Here, we store the object's address in another variable before removing the reference. As soon as we assign None to variable b, the count will decrease to 0.

Circular Reference

Sometimes, two objects refer to each other, creating a circular reference. This can lead to a memory leak because these objects may not be properly removed from memory. Consider the following example:

class Company:
    def __init__(self, name):
        self.name = name
        self.clients = []

    def add_client(self, client):
        self.clients.append(client)

company_a = Company('A')
company_b = Company('B')

company_a.add_client(company_b)
company_b.add_client(company_a)

In this example, both company_a and company_b reference each other.

Garbage Collection

Python's garbage collection is responsible for removing objects that are no longer referenced by any variables. The garbage collector runs periodically and primarily uses reference counting. When the reference count of an object becomes 0, the garbage collector cleans up the object from memory. However, it doesn't work well in the case of circular referencing.

Python employs several mechanisms for garbage collection:

  1. Reference Counting: As mentioned earlier, Python keeps track of each object's reference count, and when it reaches 0, the garbage collector removes the object from memory.

  2. Cyclic Garbage Collection: This mechanism focuses on identifying circular reference objects and removing orphan objects from memory.

    • The cyclic garbage collector starts its work by identifying potential circular references in the program's memory. It identifies objects that have reference counts greater than zero but are not directly accessible from the program's root objects.

    • The collector traverses the object graph starting from the root objects which includes global variables, and local variables in currently executing functions, to identify and mark reachable objects. During this traversal, it follows references between objects and marks them as reachable.

    • Once the collector completes the traversal, it employs a mark-and-sweep algorithm to identify and collect cyclically referenced objects that are not reachable from the root set. The sweeping phase scans through all objects in memory and deallocates those that are not marked as reachable, effectively reclaiming their memory.

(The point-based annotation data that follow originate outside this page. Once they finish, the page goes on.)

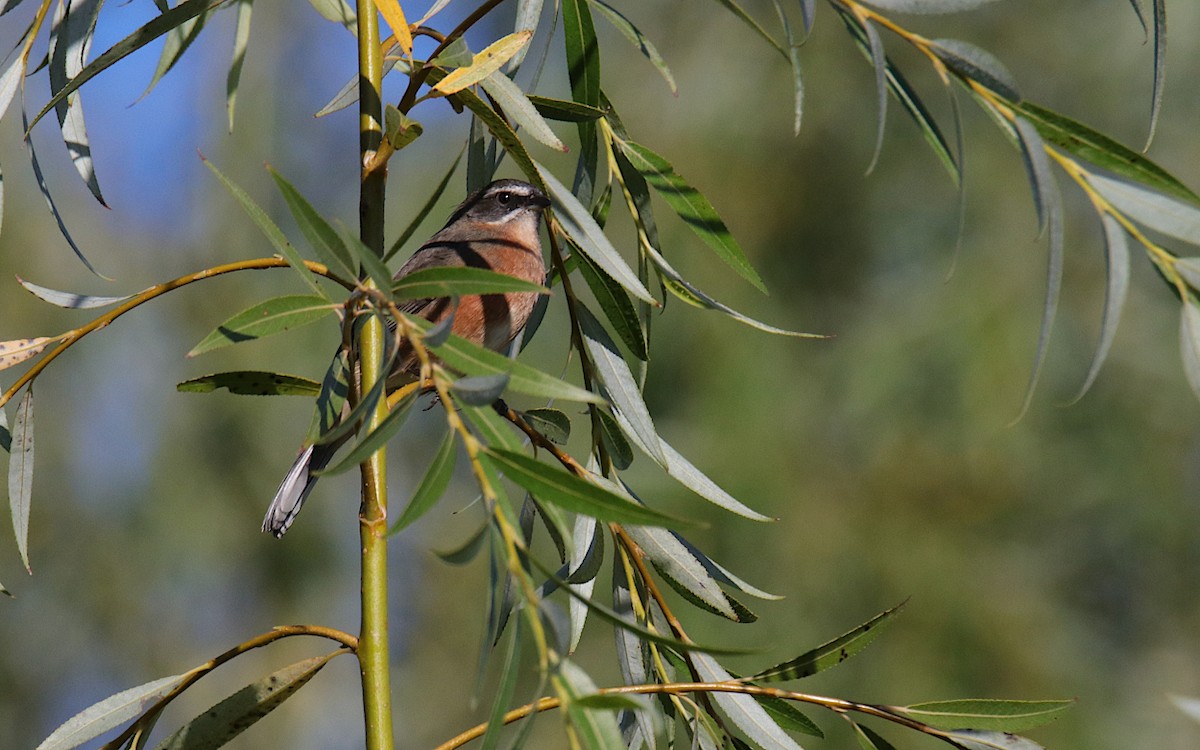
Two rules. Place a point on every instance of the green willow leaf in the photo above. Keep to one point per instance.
(568, 491)
(321, 234)
(108, 714)
(1049, 204)
(1116, 247)
(433, 485)
(159, 25)
(743, 709)
(637, 40)
(520, 109)
(472, 359)
(240, 45)
(1101, 150)
(273, 232)
(987, 714)
(552, 424)
(21, 472)
(829, 654)
(459, 281)
(71, 300)
(869, 741)
(591, 239)
(240, 711)
(274, 316)
(695, 210)
(564, 111)
(251, 383)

  3. Generational Garbage Collection: Python's garbage collector divides objects into three generations (Generation 0, Generation 1, and Generation 2). New objects are created in Generation 0, and objects that survive one or more collections are promoted to the next generation. Younger generations are prioritized for collection, improving efficiency.

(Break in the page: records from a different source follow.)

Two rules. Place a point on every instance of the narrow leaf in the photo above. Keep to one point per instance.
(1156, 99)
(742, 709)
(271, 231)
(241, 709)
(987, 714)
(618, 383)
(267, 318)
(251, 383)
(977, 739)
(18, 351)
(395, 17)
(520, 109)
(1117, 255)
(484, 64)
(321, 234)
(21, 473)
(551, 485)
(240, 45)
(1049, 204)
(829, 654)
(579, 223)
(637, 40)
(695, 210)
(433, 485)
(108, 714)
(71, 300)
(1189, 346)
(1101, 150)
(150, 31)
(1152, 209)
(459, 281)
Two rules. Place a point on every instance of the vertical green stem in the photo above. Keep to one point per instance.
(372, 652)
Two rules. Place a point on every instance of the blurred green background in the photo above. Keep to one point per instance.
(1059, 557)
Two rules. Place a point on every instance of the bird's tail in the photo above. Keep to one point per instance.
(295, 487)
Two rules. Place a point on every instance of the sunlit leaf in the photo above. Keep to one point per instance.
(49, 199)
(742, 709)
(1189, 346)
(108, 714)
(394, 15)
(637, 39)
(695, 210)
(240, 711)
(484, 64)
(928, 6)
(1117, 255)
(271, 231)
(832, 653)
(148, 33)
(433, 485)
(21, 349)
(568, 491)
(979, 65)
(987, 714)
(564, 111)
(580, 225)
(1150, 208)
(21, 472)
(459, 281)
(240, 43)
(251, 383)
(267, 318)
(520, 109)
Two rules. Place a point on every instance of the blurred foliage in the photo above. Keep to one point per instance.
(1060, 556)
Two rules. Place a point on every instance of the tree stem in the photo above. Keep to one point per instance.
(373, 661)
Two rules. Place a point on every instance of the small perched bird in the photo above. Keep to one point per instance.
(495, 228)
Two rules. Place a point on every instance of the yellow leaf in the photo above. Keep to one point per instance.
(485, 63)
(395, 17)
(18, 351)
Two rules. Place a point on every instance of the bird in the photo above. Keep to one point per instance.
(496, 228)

  4. Explicit Garbage Collection: While Python's garbage collector typically manages memory automatically, developers can manually trigger garbage collection using the gc module's functions, such as gc.collect().

Understanding the garbage collector is crucial when working with Python, even though you may not need to interact with it directly in most cases. Knowing what happens under the hood can help you write more efficient and memory-conscious Python code.